Le pot plus efficace que les pilules

La Presse, mardi 13 mars 2001, p. E1
Duchesne, André

Toute frêle, la voix pas très forte, ses petites lunettes sur le bout du nez, Jodie Jonas a pris place à la barre des témoins, salle 5.02 du palais de justice de Montréal. Nom, âge, occupation déclinés, elle a parlé de sa maladie au nom pas très inspirant de syndrome de vomissements cycliques.

Parfois, dans les pires moments, la récurrence est à toutes les deux semaines. Elle vomit sans arrêt. Des migraines, des nausées et des douleurs musculaires l'assaillent. Elle a de la difficulté à dormir et à manger. Elle se déshydrate au point où elle doit se présenter à l'hôpital. Au point où elle éprouve de la difficulté à avaler des cachets susceptibles de la soulager.

L'horreur, en somme. Et ça dure depuis cinq ans.

Et puis, un jour, encore une fois malade, Jodie a fumé un joint. Et un autre. Effet immédiat, ingurgitation facile. Elle n'a plus lâché le «traitement».

«Sans marijuana, je ne crois pas que je serais encore en vie aujourd'hui», a-t-elle laissé tomber hier après-midi au procès de Marc-Boris Saint-Maurice et Alexandre Néron, deux bénévoles du Club Compassion de Montréal. Arrêtés le 10 février 2000 à la suite d'une perquisition de la police de la CUM dans les locaux de l'organisme, rue Rachel Est, ils sont accusés de possession et trafic de marijuana.

Amorcé le 19 février dernier, le procès des deux bénévoles de 32 et 22 ans a pris une nouvelle tournure depuis que la défense a déposé une requête dans l'objectif de démontrer l'inconstitutionnalité de la loi sur les stupéfiants.

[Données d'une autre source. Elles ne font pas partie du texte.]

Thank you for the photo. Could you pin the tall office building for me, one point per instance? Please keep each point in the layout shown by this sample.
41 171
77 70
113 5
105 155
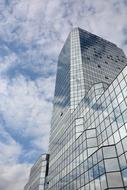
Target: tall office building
38 173
88 139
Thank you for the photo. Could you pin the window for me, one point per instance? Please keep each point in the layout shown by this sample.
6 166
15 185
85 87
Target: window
106 77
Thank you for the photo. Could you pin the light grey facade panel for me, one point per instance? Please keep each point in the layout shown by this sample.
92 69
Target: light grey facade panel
88 139
38 174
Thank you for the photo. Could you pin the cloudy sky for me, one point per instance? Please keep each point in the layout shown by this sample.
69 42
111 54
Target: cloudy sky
32 33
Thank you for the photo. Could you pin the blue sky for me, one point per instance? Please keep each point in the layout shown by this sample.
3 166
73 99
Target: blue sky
32 33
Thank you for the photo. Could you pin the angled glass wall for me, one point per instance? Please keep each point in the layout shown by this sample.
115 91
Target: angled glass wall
88 136
38 173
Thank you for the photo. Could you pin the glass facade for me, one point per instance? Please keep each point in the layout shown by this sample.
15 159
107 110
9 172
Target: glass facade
38 173
88 138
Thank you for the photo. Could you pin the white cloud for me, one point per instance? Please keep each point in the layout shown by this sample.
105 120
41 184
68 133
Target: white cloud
40 28
14 176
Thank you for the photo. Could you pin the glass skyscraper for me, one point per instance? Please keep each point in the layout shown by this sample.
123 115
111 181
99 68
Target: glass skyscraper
88 138
38 173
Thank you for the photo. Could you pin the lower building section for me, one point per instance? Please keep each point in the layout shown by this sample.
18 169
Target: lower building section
38 173
90 152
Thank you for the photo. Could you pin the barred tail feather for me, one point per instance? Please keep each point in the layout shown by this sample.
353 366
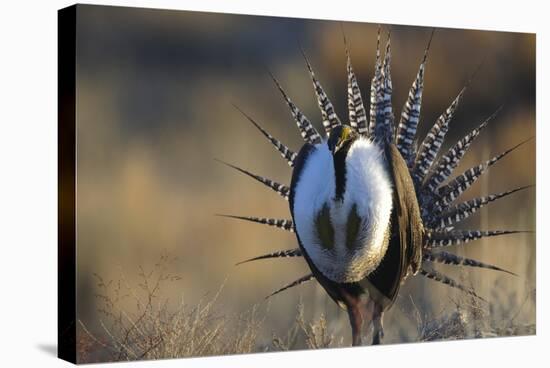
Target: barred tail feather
283 224
410 116
279 254
375 88
286 152
301 280
464 210
446 164
280 189
357 112
308 132
330 119
453 259
439 277
451 191
384 130
443 238
434 140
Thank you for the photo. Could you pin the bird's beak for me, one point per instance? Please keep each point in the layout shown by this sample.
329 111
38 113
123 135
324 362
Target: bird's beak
333 146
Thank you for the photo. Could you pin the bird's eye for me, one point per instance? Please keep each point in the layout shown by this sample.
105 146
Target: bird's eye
352 227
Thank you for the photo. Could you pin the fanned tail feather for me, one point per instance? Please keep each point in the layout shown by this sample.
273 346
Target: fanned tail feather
280 189
286 152
279 254
375 89
444 238
453 259
386 130
301 280
308 131
330 119
357 112
410 116
446 164
278 223
451 191
433 141
439 277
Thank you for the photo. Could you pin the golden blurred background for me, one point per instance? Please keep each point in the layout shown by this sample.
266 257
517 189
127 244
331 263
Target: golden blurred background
155 90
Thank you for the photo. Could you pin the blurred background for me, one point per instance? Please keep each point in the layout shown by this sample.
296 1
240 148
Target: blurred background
155 90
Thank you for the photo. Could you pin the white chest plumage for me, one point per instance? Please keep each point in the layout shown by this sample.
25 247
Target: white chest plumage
368 192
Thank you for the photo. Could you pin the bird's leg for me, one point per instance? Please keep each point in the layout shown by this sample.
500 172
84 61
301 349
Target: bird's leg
378 327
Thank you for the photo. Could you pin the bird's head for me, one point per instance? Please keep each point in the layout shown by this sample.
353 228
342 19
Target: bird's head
341 136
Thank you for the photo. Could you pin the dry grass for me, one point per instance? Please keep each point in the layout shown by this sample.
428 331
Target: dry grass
158 329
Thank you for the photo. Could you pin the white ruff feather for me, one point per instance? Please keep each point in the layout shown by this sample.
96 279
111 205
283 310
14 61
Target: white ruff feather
368 186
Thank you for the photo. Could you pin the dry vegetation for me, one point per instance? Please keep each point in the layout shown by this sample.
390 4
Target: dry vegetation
157 328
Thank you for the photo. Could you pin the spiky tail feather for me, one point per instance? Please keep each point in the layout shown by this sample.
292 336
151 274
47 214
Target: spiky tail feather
452 190
455 260
330 119
279 254
439 277
280 189
308 132
410 116
282 224
464 210
300 281
433 141
448 162
286 152
357 112
444 238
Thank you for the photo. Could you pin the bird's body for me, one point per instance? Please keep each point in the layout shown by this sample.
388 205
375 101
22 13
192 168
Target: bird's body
344 225
369 207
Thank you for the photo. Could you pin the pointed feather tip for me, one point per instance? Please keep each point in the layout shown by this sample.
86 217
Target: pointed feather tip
308 64
427 49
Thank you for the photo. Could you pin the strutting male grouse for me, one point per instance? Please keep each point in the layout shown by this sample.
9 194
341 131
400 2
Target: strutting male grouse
369 206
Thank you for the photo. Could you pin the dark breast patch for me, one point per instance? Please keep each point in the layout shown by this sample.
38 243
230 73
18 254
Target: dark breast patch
324 228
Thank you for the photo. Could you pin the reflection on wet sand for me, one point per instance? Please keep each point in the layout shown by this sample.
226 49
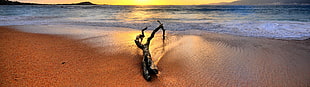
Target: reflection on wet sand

L'avocat Pierre Léger tente de prouver que la législation comporte une faille importante, car si le ministère fédéral de la Santé permet à certains malades de consommer de la marijuana pour calmer leurs douleurs, l'acte d'en acheter demeure illégal.

Dans sa requête, la défense s'appuie entre autres sur un jugement rendu l'an dernier en Ontario et qui déclarait inconstitutionnelle la loi fédérale interdisant la possession de cannabis. L'avocat des deux accusés souhaite obtenir une extension à ce jugement pour faire en sorte que le trafic, dans le cas des Clubs Compassion- de Montréal et d'autres villes canadiennes-, soit soustrait à la loi.

Hier, la défense a fait comparaître quelques malades, membres du Club Compassion, venus témoigner de leur expérience et des bienfaits que leur procure la consommation de l'herbe bleue. Comme Claude Messier, écrivain, étudiant à l'UQAM et candidat du Bloc Pot dans la circonscription de Rosemont/Petite-Patrie aux dernières élections fédérales. Atteint de dystonie musculaire dégénérative, l'homme de 34 ans est cloué sur un lit motorisé dont il actionne le bras de commande avec sa bouche.

M. Messier a expliqué que tous les muscles de son corps sont régulièrement secoués de crampes, comme celles qu'on peut ressentir parfois dans le mollet, et comment la marijuana relaxe ses muscles et atténue ses douleurs. «Quinze personnes au Québec sont atteintes de la même maladie et toutes sont couchées sur un lit d'hôpital. Moi, je veux continuer à être actif», a-t-il plaidé pour justifier sa consommation quotidienne de deux grammes de pot.

Mais son témoignage avait surtout pour objet de défendre le bien-fondé du Club Compassion dont les responsables lui fournissent et lui livrent de la marijuana de qualité. Jodie Jonas est allée plus loin encore. «Ce sont des saints, ce sont des anges», a-t-elle indiqué à l'extérieur du tribunal.

Le club dessert actuellement 55 personnes qui doivent, pour obtenir de la marijuana, avoir en main une recommandation ou une prescription médicale, a mentionné une fondatrice, Caroline Doyer.

Celle-ci a décrit le fonctionnement du club, les formulaires que doivent remplir les malades avant d'être admis et l'ensemble des documents qui leur sont transmis. Selon elle, les clients sont suivis de près, question de s'assurer qu'ils n'achètent pas davantage que ce dont ils ont besoin pour calmer leurs souffrances. Son témoignage se poursuit ce matin.